Tucked away in a footnote to Mark Dever’s chapter in the book, Believer’s Baptism: Sign of the New Covenant, ed. Tom Schreiner and Shawn Wright, is an interesting footnote.
In the summer of 2001 pastors Mark Dever (SBC) and David Coffin (PCA) held a public conversation at Capitol Hill Baptist Church on baptism.
They came up with the following 17 statements that both could affirm
1. No one disagrees with professor baptism (except Quakers).
2. This is a subject of great import.
3. There are clear commands for and examples of professors’ baptism in the New Testament.
4. This fact is not evidentially determinate of the question (i.e., it does not preclude infant baptism).
5. God’s Word alone should settle the matter (but we do not mind using history as confirmation of a biblical pattern).
6. There are no commands for or clear examples of infant baptism in the New Testament.
DC: Uncertain about the word “examples.” What do you make of household baptism (Philippian jailer, Lydia, etc.)?

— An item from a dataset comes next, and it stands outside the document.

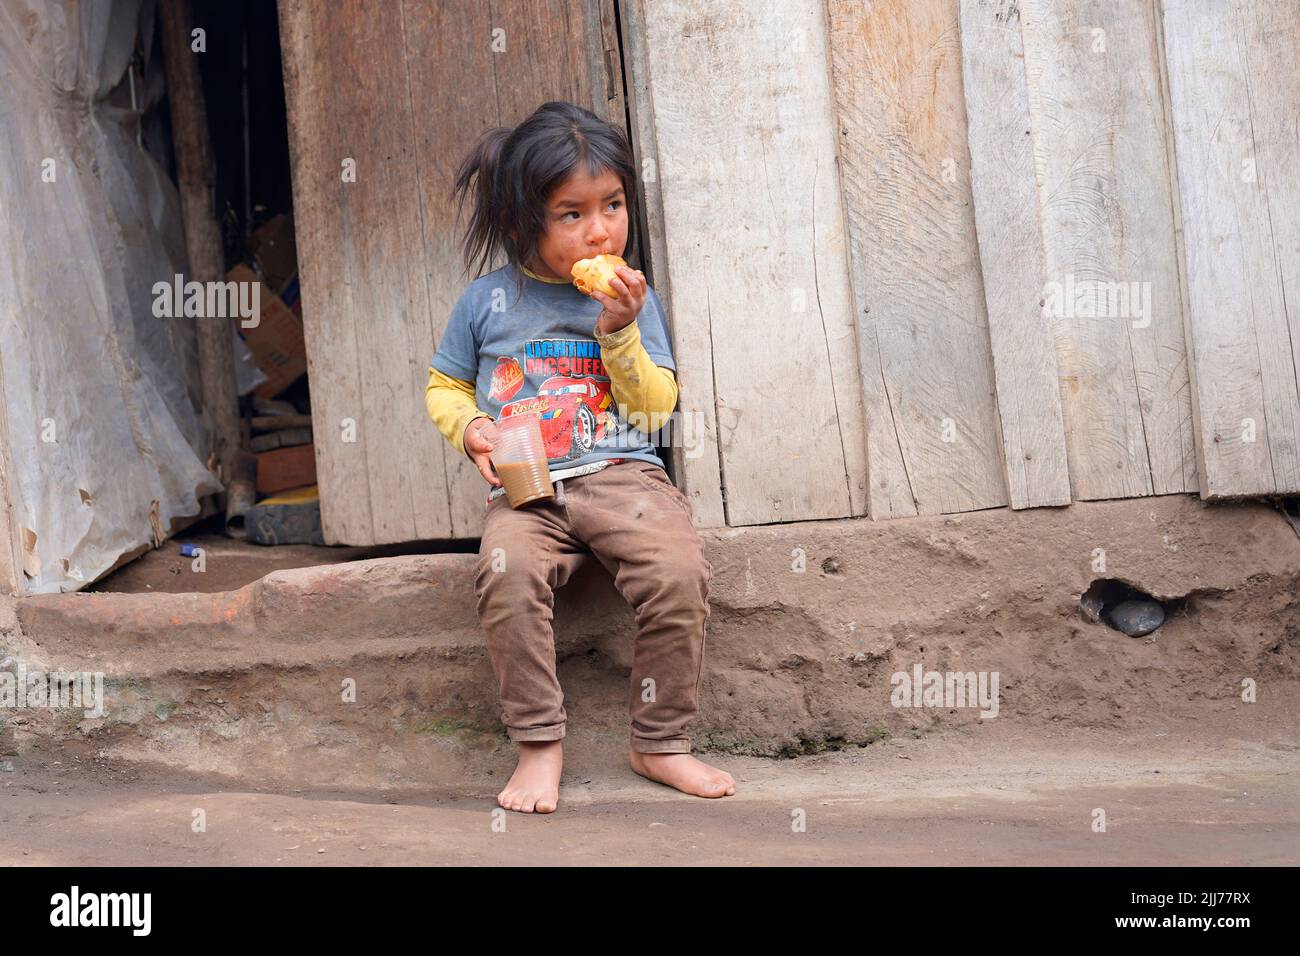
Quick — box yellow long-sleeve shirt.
[424,369,494,459]
[425,314,679,458]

These examples are problems only for baptistic Christians.
MD: There is not reason the first reader of the text should not refer to baptism of believers. For example, the word was preached to the Philippian jailer’s whole household.
7. Baptism was appointed by Christ to be of permanent value in the Christian church.

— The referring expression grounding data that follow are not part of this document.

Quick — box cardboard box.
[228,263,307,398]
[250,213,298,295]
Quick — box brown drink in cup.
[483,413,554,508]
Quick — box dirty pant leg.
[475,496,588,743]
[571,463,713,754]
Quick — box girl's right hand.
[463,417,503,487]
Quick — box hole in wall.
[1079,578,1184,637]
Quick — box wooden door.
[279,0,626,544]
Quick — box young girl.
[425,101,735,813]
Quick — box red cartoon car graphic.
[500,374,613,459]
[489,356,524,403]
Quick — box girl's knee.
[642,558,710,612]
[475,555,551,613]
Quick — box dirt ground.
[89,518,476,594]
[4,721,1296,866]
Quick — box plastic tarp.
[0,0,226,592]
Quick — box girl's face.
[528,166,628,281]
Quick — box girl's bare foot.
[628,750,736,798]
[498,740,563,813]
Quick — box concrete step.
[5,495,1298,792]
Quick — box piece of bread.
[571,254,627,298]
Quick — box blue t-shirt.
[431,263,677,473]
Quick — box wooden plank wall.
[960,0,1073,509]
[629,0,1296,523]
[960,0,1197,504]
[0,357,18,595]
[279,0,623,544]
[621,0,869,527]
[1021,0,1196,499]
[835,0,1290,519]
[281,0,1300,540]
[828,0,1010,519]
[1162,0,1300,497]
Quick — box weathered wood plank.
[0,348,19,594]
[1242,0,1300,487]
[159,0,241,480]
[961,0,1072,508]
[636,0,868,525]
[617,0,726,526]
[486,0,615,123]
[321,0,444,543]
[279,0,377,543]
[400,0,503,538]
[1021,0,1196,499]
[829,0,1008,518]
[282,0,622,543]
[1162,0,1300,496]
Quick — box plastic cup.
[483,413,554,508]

8. Baptism is a rite of initiation; the Lord’s Supper is a rite of continuance.
9. There is no articulation of a Reformed understanding of infant baptism before Zwingli.
DC: Someone in AD 250 would not have thought baptism to be salvific.

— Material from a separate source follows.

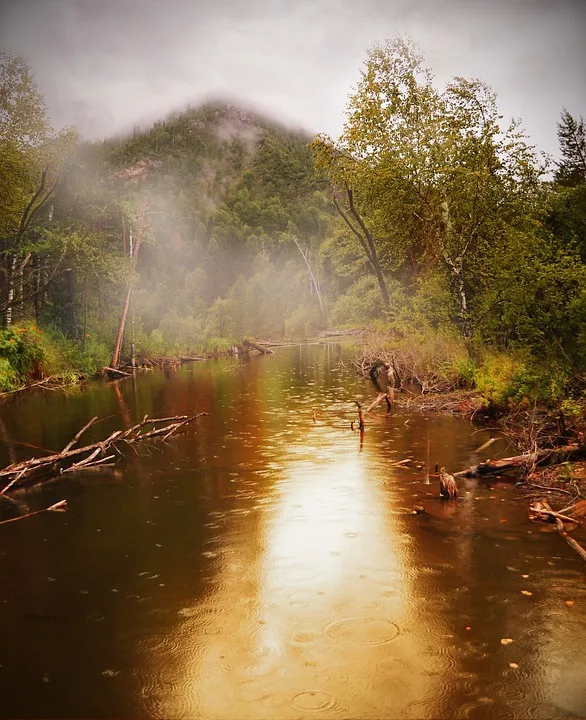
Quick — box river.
[0,344,584,719]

MD: Didache suggests that believer’s baptism was assumed in the early church.
10. Infant baptism is widely practiced by the late second second AD.
MD: By this point of time, church fathers assumed baptismal regeneration.
DC: Their words only mimic biblical language.
MD: Guidelines for believer’s baptism exist in second century AD.
DC: This is perfectly understandable in a missionary enterprise.
11. There are some who are baptized who are not in fact saved.
12. There are some who are not baptized who are in fact saved.
13. There is a regular temptation of the visible church to trust in the outward rather than the inward.
14. God can create faith in a child before that faith is evident.
15. The texts urging “believe and be baptized” or referring to “household” baptisms do not of themselves constitute conclusive evidence for either side.
16. The covenant made with Abraham is an administration of the covenant of grace. Nothing in this particular administration violates the general covenant.
17. Children of believers enjoy particular privileges and have special obligations.
MD: Do not treat your children as if you presume they are elect.
DC: Tell them that they are disciples in the school of Christ. By virtue of Christ’s command to the contrary, they will in some way be lacking if they have not been baptized.